A second of silence stretches into ten, and if Eileen had sight and were not under the pier, she might well see Raith considering these words very seriously. "Come back up here and I'll tell you a secret." The ex-spy pushes himself up onto his feet and stalks to the edge of the pier, where he'll be able to help Eileen out, should she decide to stop hiding under it. "Not a fake secret like, 'I'm allergic to shellfish.' A real secret. One I'm don't feel like I need to keep anymore."

Eileen's face appears from beneath the pier, half-lit by the boat's searchlight. The last traces of her makeup create watery gray tracks that follow the line of her jaw and gather in the corners of her mouth along with several strands of inky hair spat out when she lifts her eyes to where Raith is standing. Her arms, however, remain in their loving embrace with the pillar. He doesn't yet have her cooperation, but he's managed to secure her attention.

Eileen looks up at Raith- or at least looks in his direction- and Raith looks down at Eileen, even if she can't see him doing so.

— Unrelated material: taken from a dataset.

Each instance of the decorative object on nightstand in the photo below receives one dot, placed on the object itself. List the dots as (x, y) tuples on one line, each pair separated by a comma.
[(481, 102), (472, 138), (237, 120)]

A remnant of old behavior that hasn't changed just yet. "A secret about me, and Avi Epstein. Both of us. It'll help you understand why we are the way we are, even after all the less-than-pleasant things we've done to each other." Silently, Raith can't help but wonder if Eileen is busy imagine what the expression on his face must be. "If you're interested in hearing it, at least."

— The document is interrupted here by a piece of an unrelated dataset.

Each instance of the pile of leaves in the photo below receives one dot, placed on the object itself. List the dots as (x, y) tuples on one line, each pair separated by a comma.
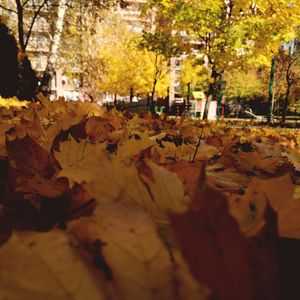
[(124, 206)]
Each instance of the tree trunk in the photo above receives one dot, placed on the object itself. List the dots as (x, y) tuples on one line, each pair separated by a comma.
[(131, 95), (210, 94), (20, 25), (152, 110), (285, 103), (49, 72)]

A slow breath pressed through her teeth is the answer Raith initially receives. She hadn't been lying when she told him that the water was cold, and now that it's soaking through the gauze bandages wound around her midsection beneath her dress, her impromptu dip in the Atlantic has become more uncomfortable than she imagined when the thought first occurred to her. Front teeth clamped together to keep from chattering, she reaches up with one slick arm, rivulets of saltwater running down the length of her limb as she offers it to the man on the pier, though he'll probably have to stoop to grasp her wrist and haul her the rest of the way out.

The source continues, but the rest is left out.